The Greater Dallas-area servicer, under its Nationstar Mortgage name, is suing the vendor in a Texas federal court for unspecified damages. The subsidiary of ACI Worldwide in June paid a $25 million fine to the Consumer Financial Protection Bureau for illegally charging borrowers in April 2021. 

Contractors for ACI caused the incident that month when they used Nationstar’s confidential customer information in quality assurance testing, which inadvertently triggered mortgage payment withdrawals at borrower’s banks. Depositories in the process charged 100 customers overdraft or insufficient fund fees, and froze the accounts of others. 
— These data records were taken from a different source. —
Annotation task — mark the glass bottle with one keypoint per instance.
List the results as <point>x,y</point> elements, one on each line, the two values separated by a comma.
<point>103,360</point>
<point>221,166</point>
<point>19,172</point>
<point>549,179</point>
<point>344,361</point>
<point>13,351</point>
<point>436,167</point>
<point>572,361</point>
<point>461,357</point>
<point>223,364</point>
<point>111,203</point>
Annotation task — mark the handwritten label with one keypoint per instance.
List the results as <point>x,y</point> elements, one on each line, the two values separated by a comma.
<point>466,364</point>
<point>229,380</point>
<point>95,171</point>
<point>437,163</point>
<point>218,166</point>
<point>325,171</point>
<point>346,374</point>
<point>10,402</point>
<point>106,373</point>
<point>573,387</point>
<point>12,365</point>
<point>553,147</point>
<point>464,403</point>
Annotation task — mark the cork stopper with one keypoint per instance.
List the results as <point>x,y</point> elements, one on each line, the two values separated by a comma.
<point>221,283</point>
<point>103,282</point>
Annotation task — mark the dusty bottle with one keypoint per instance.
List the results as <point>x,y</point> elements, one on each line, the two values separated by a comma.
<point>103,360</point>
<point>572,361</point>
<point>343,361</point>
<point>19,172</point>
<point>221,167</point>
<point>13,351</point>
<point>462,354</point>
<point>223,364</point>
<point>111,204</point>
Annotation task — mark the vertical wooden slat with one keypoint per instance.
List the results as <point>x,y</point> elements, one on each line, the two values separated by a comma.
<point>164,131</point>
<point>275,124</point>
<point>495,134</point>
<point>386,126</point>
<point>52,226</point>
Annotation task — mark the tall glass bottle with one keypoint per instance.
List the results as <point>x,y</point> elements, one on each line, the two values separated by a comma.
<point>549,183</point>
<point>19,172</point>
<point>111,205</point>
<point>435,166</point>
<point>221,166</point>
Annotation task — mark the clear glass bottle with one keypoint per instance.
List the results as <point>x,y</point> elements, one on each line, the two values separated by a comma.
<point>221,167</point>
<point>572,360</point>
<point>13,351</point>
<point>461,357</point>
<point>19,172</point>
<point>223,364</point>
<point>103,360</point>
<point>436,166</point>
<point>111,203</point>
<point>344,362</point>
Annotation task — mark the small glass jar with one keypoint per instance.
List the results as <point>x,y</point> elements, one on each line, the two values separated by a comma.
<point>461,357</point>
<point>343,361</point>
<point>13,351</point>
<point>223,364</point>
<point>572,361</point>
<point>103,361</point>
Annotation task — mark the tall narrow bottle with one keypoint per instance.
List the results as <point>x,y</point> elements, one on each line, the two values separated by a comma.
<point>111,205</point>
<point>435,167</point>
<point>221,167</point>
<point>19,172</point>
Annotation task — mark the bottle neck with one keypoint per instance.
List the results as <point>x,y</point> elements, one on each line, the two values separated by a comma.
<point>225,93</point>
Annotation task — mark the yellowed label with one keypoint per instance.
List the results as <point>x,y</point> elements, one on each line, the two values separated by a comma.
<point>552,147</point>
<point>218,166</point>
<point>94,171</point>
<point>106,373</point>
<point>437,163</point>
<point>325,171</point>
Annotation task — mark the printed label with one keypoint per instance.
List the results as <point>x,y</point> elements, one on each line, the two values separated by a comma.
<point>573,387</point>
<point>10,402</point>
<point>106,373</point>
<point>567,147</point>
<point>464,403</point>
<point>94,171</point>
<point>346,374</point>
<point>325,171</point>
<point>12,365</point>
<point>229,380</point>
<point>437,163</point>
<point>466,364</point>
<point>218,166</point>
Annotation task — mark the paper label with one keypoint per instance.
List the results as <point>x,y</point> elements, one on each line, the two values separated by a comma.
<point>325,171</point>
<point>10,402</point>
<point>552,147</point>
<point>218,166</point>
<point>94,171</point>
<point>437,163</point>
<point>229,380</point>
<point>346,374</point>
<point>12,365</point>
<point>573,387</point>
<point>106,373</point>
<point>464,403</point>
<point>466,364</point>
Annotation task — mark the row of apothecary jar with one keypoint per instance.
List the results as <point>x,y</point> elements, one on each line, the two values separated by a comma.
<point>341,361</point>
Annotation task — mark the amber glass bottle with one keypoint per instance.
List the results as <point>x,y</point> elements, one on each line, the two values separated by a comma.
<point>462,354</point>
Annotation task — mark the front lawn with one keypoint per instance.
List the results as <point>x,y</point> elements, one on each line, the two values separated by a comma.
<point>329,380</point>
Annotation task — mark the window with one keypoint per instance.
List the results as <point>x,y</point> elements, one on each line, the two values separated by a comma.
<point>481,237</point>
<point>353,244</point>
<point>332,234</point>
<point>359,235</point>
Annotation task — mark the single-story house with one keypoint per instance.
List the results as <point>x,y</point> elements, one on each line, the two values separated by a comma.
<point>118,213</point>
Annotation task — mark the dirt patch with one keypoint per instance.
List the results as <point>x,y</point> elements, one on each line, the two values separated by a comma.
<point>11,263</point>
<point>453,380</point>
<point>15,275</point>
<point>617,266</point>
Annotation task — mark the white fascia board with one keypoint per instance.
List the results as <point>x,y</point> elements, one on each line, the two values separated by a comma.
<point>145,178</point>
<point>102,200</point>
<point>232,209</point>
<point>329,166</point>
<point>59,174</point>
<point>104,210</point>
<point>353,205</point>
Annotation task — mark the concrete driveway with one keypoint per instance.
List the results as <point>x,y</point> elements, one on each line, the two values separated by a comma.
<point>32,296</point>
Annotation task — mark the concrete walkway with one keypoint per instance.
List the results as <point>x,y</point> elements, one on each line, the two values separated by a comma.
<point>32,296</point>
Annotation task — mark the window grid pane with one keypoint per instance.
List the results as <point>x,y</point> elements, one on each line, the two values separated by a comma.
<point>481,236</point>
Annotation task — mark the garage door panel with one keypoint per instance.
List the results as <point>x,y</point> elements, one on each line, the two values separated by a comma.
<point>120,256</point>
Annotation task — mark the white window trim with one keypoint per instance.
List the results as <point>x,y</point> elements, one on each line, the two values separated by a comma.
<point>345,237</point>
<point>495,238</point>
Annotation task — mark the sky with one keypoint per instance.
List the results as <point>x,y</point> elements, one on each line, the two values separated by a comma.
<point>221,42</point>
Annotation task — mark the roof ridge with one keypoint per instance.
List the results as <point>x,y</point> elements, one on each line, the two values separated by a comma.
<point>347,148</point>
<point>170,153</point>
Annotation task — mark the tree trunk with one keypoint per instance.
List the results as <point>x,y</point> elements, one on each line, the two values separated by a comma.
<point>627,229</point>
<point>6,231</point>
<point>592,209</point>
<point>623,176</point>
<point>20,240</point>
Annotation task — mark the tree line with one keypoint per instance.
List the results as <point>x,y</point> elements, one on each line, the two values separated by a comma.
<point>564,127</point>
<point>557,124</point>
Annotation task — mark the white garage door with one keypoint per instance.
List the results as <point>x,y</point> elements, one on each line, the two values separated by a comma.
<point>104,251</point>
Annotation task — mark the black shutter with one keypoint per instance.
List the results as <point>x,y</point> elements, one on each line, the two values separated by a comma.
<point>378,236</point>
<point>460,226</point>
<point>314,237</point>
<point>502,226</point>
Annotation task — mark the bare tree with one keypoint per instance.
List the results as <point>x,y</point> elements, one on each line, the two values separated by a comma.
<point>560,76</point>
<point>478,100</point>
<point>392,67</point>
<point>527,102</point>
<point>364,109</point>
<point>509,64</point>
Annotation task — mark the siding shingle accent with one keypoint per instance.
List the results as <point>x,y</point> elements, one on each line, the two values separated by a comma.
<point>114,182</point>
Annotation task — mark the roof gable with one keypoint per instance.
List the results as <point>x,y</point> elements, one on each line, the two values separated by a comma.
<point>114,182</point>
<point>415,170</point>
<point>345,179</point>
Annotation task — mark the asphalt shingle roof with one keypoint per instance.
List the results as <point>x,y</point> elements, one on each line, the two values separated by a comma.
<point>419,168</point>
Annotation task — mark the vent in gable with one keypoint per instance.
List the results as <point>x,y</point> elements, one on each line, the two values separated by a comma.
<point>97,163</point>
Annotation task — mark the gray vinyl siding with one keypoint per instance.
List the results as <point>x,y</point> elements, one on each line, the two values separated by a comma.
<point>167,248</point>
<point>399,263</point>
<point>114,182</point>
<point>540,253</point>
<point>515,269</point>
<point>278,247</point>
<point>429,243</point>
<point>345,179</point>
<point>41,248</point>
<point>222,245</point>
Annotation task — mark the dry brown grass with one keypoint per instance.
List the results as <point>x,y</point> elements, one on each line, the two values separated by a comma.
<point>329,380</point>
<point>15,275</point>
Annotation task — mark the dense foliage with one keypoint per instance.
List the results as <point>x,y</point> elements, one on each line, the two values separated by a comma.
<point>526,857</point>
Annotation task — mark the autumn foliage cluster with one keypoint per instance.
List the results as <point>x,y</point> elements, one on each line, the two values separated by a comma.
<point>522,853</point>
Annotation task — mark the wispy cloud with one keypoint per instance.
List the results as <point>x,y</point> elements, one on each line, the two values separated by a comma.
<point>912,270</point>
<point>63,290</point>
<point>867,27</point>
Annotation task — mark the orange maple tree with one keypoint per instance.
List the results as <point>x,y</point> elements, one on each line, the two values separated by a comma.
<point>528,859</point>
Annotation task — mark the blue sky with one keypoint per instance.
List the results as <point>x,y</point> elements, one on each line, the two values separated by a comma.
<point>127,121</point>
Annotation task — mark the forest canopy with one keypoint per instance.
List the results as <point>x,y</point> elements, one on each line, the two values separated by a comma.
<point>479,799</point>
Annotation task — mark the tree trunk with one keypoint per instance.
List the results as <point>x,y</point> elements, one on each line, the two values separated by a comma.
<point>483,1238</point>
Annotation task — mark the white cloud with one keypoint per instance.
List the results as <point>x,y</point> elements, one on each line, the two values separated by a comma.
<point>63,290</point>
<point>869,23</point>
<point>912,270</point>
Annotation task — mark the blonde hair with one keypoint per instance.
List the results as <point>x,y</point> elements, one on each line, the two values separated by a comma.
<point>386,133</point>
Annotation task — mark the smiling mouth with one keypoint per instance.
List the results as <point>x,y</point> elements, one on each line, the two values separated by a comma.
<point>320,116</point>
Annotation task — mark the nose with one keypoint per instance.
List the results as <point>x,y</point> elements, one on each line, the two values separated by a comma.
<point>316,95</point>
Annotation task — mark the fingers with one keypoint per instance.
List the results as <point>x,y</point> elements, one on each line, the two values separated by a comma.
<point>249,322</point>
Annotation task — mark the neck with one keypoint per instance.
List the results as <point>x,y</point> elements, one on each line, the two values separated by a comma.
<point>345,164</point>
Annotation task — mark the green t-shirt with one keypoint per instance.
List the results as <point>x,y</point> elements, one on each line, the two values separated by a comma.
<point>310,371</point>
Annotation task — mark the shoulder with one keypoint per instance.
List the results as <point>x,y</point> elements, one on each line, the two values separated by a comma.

“ACI’s use of Nationstar’s confidential information in the Incident and leading up to the Incident was not a purpose contemplated by the Speedpay Agreement,” wrote attorneys for Mr. Cooper, referencing the firms’ vendor agreement with ACI’s predecessor. 

A representative for Mr. Cooper declined to comment on the lawsuit Monday but said the servicer had since severed ties with ACI. A spokesperson for ACI Monday referred to the company’s June statement regarding the CFPB fine, in which the firm admitted no wrongdoing. 

The technology provider earlier this year also established a $5 million settlement fund to quell seven class action lawsuits stemming from the 2021 charge. Insurers will fund “substantially all” of the settlement payments and attorney’s fees, ACI said in a Securities and Exchange Commission 10-Q filing at the end of the second quarter. 

No customer funds nor personal information was compromised in the lapse, according to ACI. 

Mr. Cooper in its recent complaint emphasized the shame that followed the incident, suggesting nationwide headlines damaged the servicer’s reputation and upset customers. The business itself has battled 10 federal class action lawsuits and two individual state claims. It also incurred expenses in attorney’s fees, payments to customers, notice distribution, and increased compliance and call center labor. 

ACI in June blamed the error on Speedway, noting the incident occurred shortly after ACI assumed management of Speedway’s legacy data environment. The company purchased Speedway in 2019, just short of two years before the incident. 

The servicer’s lawsuit was initiated ahead of an Oct. 31 statute of limitations to file a claim against ACI. It’s suing the vendor for 11 counts including breach of contract, gross negligence and trade secrets violations. A summons for ACI was issued Friday in the U.S. District Court for the Northern District of Texas in Dallas.